The ecclesiastical historian Nicephorus Callistus seems to allude to the people of Socotra, when he says that among the nations visited by the missionary Theophilus, in the time of Constantius, were "the Assyrians on the verge of the outer ocean towards the East ... whom Alexander the Great, after driving them from Syria, sent thither to settle, and to this day they keep their mother tongue, though all of the blackest, through the power of the sun's rays." The Arab voyagers of the 9th century say that the island was colonised with Greeks by Alexander the Great, in order to promote the culture of the Socotrine aloes; when the other Greeks adopted Christianity these did likewise, and they had continued to retain their profession of it.

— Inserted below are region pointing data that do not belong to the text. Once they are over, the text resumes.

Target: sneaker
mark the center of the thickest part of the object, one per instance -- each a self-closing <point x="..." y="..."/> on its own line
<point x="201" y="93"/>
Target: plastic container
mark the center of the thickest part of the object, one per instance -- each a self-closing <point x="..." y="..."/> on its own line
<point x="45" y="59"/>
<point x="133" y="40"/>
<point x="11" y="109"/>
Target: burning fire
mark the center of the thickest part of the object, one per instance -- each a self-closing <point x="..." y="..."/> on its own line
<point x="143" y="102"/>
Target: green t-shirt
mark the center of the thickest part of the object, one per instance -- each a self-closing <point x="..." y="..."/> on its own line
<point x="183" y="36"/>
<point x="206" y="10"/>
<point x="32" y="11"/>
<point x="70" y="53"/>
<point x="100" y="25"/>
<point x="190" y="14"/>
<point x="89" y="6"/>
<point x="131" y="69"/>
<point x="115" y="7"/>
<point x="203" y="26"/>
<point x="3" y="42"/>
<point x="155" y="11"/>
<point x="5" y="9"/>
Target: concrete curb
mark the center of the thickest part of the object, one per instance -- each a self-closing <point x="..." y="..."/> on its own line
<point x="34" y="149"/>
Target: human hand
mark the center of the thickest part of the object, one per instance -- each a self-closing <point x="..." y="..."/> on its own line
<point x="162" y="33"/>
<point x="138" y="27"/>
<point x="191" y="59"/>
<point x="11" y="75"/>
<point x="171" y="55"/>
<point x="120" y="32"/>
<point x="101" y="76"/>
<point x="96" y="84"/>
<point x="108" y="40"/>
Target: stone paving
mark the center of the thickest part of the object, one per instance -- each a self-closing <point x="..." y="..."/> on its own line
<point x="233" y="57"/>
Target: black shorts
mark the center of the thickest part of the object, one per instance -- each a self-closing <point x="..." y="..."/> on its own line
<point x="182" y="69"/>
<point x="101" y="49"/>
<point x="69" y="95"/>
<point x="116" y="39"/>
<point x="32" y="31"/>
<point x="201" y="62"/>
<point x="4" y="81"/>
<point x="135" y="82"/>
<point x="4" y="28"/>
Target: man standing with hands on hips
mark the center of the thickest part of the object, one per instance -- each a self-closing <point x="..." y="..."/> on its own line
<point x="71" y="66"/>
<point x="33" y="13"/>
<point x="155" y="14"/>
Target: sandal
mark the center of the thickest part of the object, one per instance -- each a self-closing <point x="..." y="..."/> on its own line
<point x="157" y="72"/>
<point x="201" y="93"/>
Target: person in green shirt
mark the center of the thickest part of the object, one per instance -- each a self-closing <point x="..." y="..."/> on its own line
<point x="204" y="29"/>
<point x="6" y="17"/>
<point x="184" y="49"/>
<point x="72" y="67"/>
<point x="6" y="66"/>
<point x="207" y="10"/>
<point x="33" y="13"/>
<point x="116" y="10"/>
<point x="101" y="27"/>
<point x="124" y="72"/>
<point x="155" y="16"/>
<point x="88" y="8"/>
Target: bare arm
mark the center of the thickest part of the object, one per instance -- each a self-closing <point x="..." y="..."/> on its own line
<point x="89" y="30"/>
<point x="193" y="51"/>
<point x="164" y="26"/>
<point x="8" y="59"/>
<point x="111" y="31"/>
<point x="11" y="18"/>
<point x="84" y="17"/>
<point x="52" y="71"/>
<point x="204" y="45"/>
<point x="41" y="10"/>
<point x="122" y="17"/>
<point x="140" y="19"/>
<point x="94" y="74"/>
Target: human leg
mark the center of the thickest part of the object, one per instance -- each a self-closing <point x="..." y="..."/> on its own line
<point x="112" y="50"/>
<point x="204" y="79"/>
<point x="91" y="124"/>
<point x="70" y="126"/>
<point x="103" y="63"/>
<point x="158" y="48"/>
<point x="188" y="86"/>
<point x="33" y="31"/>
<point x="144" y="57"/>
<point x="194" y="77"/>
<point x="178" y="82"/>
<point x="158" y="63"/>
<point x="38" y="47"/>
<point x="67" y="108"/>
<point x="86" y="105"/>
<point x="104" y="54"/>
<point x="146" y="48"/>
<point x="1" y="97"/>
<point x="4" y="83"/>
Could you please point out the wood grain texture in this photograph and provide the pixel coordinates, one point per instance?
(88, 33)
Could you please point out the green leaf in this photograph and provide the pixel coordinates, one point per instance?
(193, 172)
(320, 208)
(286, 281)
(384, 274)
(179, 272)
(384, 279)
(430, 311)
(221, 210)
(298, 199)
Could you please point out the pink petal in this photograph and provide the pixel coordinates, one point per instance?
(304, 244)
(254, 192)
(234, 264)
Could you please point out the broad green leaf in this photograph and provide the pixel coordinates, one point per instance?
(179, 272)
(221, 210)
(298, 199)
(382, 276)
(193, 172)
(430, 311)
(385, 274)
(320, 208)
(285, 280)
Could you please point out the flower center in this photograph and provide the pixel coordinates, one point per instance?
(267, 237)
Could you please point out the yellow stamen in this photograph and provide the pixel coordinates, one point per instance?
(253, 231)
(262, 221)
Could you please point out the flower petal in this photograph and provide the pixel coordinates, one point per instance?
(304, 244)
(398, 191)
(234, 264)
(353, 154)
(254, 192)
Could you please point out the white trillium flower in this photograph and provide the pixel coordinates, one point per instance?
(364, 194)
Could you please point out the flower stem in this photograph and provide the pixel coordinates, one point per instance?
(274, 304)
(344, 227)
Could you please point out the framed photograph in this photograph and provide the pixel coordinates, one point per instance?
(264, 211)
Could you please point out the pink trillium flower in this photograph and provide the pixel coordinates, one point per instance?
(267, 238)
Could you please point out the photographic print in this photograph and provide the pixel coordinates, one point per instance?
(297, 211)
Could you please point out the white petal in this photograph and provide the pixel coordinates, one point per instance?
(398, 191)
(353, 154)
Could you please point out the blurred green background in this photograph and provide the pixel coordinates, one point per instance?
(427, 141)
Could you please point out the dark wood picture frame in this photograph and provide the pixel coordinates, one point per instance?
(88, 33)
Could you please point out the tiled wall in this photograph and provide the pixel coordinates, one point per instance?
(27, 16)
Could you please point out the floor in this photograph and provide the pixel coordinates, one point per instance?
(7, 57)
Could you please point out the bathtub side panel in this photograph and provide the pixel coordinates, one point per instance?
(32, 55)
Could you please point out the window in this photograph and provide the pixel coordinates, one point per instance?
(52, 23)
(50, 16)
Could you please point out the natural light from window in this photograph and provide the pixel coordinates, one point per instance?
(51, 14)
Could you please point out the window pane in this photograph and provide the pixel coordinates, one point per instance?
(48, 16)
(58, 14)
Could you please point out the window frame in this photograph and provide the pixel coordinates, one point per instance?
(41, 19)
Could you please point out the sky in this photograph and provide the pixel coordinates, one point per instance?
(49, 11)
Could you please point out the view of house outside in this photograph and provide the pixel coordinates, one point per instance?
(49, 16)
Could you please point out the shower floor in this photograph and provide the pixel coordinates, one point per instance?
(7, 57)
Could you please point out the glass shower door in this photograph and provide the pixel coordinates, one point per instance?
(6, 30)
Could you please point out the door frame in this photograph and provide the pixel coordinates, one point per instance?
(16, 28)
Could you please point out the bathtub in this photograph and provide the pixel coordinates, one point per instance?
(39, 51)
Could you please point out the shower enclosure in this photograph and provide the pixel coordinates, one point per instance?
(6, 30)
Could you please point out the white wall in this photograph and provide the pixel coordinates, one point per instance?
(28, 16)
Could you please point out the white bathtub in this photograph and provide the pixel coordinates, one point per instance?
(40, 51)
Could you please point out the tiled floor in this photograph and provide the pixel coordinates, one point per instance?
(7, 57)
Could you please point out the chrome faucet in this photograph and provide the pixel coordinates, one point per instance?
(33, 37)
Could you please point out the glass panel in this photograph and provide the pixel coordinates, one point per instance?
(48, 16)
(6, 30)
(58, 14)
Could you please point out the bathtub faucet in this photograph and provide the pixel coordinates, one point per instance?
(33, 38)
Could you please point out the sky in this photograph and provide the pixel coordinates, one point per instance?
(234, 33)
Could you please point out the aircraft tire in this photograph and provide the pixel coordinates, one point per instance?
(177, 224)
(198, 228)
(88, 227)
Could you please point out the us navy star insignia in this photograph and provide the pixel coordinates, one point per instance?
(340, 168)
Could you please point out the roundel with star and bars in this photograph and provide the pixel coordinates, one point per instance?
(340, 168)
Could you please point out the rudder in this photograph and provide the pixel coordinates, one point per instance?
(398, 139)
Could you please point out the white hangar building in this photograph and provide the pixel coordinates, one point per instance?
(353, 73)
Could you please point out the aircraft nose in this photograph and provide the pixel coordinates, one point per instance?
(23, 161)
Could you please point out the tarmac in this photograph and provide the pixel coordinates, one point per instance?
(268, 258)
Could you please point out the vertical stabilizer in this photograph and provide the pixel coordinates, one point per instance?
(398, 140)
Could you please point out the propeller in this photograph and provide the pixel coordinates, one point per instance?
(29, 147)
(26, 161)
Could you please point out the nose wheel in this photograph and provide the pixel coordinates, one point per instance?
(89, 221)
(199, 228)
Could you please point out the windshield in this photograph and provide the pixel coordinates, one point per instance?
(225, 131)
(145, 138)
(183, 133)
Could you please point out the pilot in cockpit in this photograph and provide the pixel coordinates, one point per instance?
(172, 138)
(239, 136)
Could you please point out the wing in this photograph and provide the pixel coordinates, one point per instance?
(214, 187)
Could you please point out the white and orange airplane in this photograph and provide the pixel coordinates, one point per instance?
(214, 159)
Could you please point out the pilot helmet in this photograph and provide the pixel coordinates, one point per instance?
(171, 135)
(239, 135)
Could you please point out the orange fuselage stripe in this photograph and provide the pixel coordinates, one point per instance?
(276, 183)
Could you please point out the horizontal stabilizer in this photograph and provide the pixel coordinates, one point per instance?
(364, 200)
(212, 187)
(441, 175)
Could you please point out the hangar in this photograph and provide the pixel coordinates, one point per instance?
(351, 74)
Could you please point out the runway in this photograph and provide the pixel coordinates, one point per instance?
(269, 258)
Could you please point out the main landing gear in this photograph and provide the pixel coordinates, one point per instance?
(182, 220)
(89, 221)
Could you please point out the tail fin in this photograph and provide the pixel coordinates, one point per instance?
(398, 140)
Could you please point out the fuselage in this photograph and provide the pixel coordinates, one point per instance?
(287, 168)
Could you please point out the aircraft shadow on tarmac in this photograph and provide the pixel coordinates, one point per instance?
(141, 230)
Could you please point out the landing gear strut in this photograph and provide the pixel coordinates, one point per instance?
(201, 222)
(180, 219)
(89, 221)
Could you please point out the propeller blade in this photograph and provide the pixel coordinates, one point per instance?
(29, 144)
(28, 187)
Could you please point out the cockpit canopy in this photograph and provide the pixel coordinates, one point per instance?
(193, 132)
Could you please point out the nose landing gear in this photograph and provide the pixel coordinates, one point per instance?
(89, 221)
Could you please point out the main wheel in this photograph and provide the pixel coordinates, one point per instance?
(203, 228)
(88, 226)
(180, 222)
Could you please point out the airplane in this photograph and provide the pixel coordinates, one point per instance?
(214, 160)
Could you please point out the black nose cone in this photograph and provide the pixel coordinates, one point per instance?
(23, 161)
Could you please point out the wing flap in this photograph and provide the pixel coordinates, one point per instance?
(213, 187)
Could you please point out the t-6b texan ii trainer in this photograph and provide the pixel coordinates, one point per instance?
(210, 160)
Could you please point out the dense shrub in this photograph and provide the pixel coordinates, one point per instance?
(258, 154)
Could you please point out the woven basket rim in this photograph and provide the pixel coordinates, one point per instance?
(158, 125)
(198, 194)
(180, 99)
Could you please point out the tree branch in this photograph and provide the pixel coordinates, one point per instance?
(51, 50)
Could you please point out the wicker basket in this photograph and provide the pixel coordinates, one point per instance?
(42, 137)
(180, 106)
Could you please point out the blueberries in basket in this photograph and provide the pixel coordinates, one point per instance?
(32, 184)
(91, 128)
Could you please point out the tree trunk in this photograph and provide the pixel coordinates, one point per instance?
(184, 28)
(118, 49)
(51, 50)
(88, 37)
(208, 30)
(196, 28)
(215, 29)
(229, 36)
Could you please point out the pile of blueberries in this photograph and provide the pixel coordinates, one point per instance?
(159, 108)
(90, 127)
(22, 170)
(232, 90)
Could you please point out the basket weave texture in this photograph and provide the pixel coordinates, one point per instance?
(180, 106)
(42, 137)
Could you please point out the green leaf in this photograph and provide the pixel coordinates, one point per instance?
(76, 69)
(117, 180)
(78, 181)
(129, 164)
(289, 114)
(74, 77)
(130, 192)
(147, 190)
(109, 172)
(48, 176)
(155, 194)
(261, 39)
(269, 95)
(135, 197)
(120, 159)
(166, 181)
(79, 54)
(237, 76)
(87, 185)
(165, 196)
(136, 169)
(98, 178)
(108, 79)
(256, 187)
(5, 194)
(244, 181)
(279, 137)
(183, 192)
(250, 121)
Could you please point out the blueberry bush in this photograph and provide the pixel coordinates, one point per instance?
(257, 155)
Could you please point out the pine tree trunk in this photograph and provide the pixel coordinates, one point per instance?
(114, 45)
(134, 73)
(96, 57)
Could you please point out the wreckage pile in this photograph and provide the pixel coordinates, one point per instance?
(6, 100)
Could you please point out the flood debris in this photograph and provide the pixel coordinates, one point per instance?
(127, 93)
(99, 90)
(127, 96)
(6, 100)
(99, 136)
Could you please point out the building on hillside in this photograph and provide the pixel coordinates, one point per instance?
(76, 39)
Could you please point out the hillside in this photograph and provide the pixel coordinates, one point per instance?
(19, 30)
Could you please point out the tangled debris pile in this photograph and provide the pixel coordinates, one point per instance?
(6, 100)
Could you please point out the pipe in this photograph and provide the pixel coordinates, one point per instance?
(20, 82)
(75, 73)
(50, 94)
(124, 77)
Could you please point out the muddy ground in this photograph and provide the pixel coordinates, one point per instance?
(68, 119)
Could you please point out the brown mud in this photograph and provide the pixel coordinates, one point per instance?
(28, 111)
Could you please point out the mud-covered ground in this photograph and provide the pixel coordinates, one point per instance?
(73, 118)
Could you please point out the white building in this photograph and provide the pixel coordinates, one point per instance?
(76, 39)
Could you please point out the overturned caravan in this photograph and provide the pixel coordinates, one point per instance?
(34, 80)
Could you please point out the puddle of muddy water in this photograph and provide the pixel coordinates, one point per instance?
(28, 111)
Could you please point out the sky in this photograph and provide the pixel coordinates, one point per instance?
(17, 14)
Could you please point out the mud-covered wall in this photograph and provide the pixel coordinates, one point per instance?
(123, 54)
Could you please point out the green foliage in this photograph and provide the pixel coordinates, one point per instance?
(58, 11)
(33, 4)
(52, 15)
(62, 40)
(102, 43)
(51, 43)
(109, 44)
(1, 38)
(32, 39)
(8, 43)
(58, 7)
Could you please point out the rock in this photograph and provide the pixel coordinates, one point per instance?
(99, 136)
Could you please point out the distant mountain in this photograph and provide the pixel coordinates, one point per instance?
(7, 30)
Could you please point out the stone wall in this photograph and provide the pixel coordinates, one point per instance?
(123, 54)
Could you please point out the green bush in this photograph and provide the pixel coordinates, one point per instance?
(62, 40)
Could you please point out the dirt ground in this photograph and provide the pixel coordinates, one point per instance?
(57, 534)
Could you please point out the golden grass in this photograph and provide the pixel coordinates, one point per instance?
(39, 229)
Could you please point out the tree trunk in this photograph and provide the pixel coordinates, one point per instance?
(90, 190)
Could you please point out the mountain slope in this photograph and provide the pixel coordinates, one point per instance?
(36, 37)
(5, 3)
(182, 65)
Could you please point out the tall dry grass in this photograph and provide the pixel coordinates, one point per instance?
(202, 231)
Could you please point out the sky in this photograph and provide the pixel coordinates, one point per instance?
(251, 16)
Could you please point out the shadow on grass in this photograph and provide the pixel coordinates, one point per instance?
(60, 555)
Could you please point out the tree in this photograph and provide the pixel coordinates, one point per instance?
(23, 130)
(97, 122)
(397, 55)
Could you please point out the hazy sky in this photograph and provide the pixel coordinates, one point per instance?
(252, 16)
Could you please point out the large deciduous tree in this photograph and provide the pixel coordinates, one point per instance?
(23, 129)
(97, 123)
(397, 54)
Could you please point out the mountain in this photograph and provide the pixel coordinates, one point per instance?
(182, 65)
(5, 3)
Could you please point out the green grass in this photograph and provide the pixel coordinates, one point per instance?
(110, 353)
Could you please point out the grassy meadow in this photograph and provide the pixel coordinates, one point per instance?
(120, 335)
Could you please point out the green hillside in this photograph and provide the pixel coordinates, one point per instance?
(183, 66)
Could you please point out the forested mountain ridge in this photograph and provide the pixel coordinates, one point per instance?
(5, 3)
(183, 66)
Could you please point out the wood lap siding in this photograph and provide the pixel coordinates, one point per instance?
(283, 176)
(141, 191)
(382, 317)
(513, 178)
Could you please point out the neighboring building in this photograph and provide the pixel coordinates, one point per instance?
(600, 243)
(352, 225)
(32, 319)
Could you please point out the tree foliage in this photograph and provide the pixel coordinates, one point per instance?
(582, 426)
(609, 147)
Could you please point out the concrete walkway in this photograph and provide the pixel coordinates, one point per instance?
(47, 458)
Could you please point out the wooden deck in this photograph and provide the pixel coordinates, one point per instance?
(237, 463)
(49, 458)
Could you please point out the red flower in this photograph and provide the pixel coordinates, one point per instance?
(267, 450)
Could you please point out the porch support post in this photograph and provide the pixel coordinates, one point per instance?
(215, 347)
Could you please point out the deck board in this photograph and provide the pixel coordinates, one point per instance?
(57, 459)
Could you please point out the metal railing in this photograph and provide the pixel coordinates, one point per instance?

The colonising by Alexander is probably a fable, but invented to account for facts.

[Edrisi says (Jaubert's transl. pp. 47, seqq.) that the chief produce of Socotra is aloes, and that most of the inhabitants of this island are Christians; for this reason: when Alexander had subjugated Porus, his master Aristotle gave him the advice to seek after the island producing aloes; after his conquest of India, Alexander remembered the advice, and on his return journey from the Sea of India to the Sea of Oman, he stopped at Socotra, which he greatly admired for its fertility and the pleasantness of its climate. Acting on the advice of Aristotle, Alexander removed the inhabitants from their island, and established in their place a colony of Ionians, to whom he entrusted the care of cultivating aloes. These Greeks were converted when the Christian religion was preached to them, and their descendants have remained Christians. - H.C.]

In the list of the metropolitan Sees of the Nestorian Church we find one called Kotrobah, which is supposed to stand for Socotra. According to Edrisi, Kotrobah was an island inhabited by Christians; he speaks of Socotra separately, but no island suits his description of Kotrobah but Socotra itself; and I suspect that we have here geography in duplicate, no uncommon circumstance. There is an epistle extant from the Nestorian Patriarch Jesujabus (A.D. 650-660), ad Episcopos Catarensium, which Assemani interprets of the Christians in Socotra and the adjacent coasts of Arabia (III.